A Gothic Revival church of rock-faced stone with Bath stone dressings, comprising an aisled nave with lower chancel, south porch and south-east tower and spire. The roof is slate, behind coped gables on moulded kneelers. Quoins, sill bands and corbel table are in Bath stone.

The four-bay nave is buttressed and features plate-traceried windows with slender hood moulds throughout. The aisles have 2-light windows, while the clerestorey has 3-light windows between shallow full-height buttresses. The nave itself has a higher 3-light window to the west with head stops, and the aisles have similar 2-light western windows.

The south porch is positioned in the bay left of centre and has a 2-centred arch with head stops, double wooden gates leading to a triple-chamfered south doorway with double boarded doors and strap hinges.
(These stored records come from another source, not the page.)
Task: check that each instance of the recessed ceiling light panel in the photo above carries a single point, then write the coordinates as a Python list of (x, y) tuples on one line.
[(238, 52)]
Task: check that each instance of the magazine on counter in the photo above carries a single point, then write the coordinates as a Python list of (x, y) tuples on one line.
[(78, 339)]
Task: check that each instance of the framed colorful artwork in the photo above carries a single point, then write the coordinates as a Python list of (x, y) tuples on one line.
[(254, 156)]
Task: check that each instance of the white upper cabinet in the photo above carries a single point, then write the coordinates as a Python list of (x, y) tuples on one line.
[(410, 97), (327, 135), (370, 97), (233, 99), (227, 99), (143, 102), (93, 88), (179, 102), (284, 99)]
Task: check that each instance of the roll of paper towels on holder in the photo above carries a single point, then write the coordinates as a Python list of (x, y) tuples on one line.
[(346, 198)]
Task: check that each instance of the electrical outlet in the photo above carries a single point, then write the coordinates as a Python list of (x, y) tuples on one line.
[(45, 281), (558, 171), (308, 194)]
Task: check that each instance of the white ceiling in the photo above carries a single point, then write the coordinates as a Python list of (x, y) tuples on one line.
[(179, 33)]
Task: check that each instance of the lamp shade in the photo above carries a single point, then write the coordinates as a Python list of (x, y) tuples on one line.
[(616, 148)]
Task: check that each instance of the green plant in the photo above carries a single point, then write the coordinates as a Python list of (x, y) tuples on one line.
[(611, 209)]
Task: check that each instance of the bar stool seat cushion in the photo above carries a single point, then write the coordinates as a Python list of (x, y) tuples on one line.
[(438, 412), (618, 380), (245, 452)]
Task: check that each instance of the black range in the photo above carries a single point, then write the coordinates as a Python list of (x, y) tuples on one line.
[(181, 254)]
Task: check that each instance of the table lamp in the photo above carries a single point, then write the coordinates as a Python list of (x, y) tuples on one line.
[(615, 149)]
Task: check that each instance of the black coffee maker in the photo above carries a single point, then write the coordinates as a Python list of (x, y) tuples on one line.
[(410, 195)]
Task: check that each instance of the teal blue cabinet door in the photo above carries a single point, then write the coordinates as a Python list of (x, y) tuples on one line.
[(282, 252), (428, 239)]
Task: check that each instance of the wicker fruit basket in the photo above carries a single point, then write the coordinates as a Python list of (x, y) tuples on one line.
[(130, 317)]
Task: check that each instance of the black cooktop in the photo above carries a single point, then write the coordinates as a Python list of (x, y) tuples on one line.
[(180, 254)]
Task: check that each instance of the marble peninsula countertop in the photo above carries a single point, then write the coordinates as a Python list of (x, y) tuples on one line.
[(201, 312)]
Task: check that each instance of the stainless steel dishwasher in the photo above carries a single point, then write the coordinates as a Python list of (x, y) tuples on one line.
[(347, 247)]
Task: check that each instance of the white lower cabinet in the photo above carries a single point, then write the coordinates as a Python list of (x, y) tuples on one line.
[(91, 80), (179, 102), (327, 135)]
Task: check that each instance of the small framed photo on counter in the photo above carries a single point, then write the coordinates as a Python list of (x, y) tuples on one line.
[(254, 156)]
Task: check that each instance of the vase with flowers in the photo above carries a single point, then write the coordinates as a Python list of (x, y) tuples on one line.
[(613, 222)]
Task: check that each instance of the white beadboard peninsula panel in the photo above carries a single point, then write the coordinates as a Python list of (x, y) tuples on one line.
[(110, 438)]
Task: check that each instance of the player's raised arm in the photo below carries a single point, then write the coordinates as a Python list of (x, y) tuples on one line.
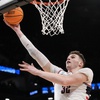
[(33, 51)]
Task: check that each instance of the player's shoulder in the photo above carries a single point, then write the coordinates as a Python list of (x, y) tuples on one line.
[(85, 69)]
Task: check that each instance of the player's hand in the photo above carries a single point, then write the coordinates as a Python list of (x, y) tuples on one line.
[(28, 68)]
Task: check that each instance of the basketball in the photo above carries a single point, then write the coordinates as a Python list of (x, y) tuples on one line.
[(14, 16)]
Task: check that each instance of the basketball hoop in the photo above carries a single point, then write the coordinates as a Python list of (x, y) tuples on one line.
[(52, 16)]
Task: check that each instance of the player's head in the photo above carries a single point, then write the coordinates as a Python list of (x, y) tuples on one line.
[(75, 59), (80, 55)]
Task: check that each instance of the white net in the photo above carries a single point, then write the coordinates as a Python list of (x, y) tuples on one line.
[(52, 16)]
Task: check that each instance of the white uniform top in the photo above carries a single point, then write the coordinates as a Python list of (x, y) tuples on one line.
[(75, 92)]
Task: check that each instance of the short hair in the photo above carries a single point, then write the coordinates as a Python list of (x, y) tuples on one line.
[(80, 55)]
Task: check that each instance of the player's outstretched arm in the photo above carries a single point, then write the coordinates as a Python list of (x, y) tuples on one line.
[(33, 51)]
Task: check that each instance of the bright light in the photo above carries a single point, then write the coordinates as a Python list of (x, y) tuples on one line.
[(45, 90), (50, 98), (34, 92), (9, 70)]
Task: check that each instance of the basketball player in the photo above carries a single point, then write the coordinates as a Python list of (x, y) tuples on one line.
[(70, 85)]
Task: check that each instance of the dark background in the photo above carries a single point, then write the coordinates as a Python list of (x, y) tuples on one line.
[(81, 25)]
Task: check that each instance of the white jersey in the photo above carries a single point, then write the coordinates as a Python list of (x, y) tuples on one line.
[(75, 92)]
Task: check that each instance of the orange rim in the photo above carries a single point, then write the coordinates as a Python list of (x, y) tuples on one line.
[(46, 3)]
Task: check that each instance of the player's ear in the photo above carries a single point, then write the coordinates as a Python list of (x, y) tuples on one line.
[(80, 64)]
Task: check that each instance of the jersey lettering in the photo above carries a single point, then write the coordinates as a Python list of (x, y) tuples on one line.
[(65, 89)]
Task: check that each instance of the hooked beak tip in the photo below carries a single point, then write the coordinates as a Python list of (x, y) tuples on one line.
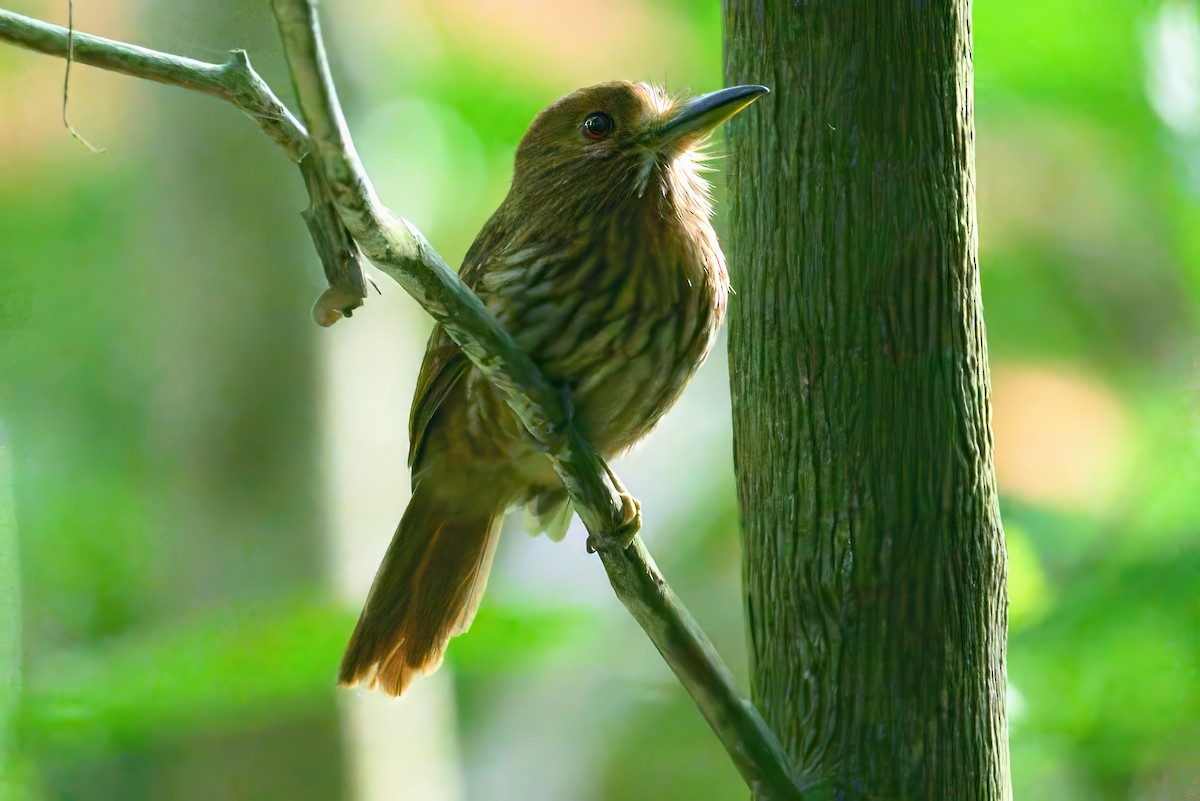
[(701, 115)]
The three-stage tower has angle buttresses in the lower two stages with gabled caps. The ringing chamber in the middle stage has two narrow lights under a round plate-tracery light in its west and south faces, with hood mould and head stops. The bell stage is richer, with 2-light openings featuring ringed colonettes, leaf capitals and pointed lights under a continuous hood. An impost band with disc frieze runs beneath the cornice, which has blind arcading. The broach spire is of ashlar with lucarnes in the cardinal directions. A polygonal north-east turret is square at its base, where a boarded door sits under a shouldered lintel. At the top of the turret, at the second stage, are paired narrow round-headed lights in each facet beneath a pyramidal stone roof.

The chancel has angle buttresses and a 3-light plate-tracery east window with head stops. Below the apex is an empty canopied niche on a corbelled grotesque. Stone steps on the north side of the chancel lead to a basement boiler room. The north vestry has a pyramidal slate roof on a moulded cornice and a tall stack above the east wall, its upper portion in ashlar. It contains a 2-pointed east window, a 2-light square-headed north window to the right of which is a boarded door under a shouldered lintel, with nook shafts above the level of a sill band.
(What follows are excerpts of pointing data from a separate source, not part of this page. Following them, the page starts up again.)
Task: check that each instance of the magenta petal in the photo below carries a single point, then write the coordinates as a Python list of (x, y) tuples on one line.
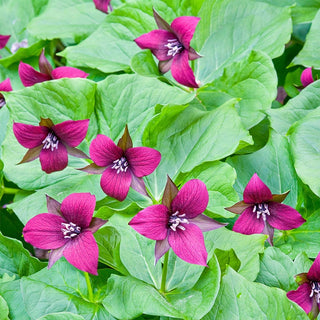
[(68, 72), (192, 199), (44, 231), (301, 296), (115, 184), (71, 132), (189, 244), (3, 41), (205, 223), (284, 217), (156, 41), (151, 222), (104, 151), (55, 160), (184, 27), (161, 247), (256, 191), (6, 85), (306, 77), (29, 76), (142, 160), (78, 208), (29, 136), (248, 223), (83, 252), (314, 272), (181, 71)]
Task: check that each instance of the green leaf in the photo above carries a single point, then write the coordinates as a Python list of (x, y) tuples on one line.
[(189, 136), (15, 260), (219, 178), (126, 99), (60, 289), (60, 100), (305, 147), (252, 81), (273, 164), (229, 30), (127, 297), (239, 298), (75, 19), (297, 108)]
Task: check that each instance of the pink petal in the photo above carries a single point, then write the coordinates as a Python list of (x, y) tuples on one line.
[(248, 223), (314, 272), (55, 160), (181, 71), (284, 217), (192, 199), (44, 231), (161, 247), (78, 208), (189, 244), (301, 296), (6, 85), (156, 41), (83, 252), (104, 151), (306, 77), (205, 223), (256, 191), (29, 76), (115, 184), (151, 222), (71, 132), (3, 41), (29, 136), (68, 72), (142, 160), (184, 27)]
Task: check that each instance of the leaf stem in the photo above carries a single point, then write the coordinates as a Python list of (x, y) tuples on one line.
[(164, 273), (90, 292)]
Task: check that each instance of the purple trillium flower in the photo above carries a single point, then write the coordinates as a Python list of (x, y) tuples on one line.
[(261, 211), (306, 77), (307, 296), (52, 143), (121, 165), (67, 230), (171, 46), (103, 5), (29, 76), (4, 86), (178, 222)]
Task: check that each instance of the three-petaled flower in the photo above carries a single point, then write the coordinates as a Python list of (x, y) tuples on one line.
[(307, 296), (178, 222), (29, 76), (171, 46), (51, 143), (261, 211), (67, 230), (4, 86), (121, 165)]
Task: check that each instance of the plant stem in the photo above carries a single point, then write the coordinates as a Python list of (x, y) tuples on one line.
[(90, 292), (164, 273)]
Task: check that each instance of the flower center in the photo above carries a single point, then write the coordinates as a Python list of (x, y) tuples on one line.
[(262, 210), (175, 220), (51, 141), (121, 165), (70, 230), (174, 47), (315, 291)]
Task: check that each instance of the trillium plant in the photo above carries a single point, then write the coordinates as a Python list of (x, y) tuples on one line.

The interior nave has four-bay arcades in early French Gothic style with round piers and foliage capitals with square abaci, and a clerestorey sill band. The high 2-centred chancel arch has an inner order on moulded corbels. The nave roof is a crown post structure; the chancel roof comprises closely spaced rafters with scissor braces. A stone screen base with pierced quatrefoils spans the chancel arch. The chancel contains elaborate 13th-century style sedilia with cusped arches on marble shafts and crocketed gables. The chancel south wall has a tall arch to the organ recess at the base of the tower.

A late Gothic style reredos of 1927 by Mowbray & Co occupies the chancel east end, featuring four canopied niches with figures of St David, the Virgin and Child, Mary Magdalene and St Illtyd, flanked by simpler wooden panelling with brattishing.

The polygonal font has marble shafts around the stem and an alabaster bowl. A stone pulpit stands on four squat clustered shafts, each facet having blind arches with diaper infill in low relief. Pews are plain with moulded ends. Choir stalls have open arcaded fronts and moulded ends. A simple brass plaque in the chancel north wall, dated 1914-18, commemorates those fallen in the First World War, by F Osborne & Co of London to the design of Herbert Wauthier.

The east window, depicting the Ascension, is dated 1877 and attributed to Hardman of Birmingham. In the south aisle at the east end is a window depicting Christ teaching, dated around 1958, adjacent to a 1939-45 war memorial window depicting SS Mary and Illtyd, attributed to Powell of London. The centenary west window, dated 1978 by Celtic Studios of Swansea, depicts the Last Judgement. The north aisle contains a window with a naive interpretation of the Creation, dated 2000 by Janet Hardy.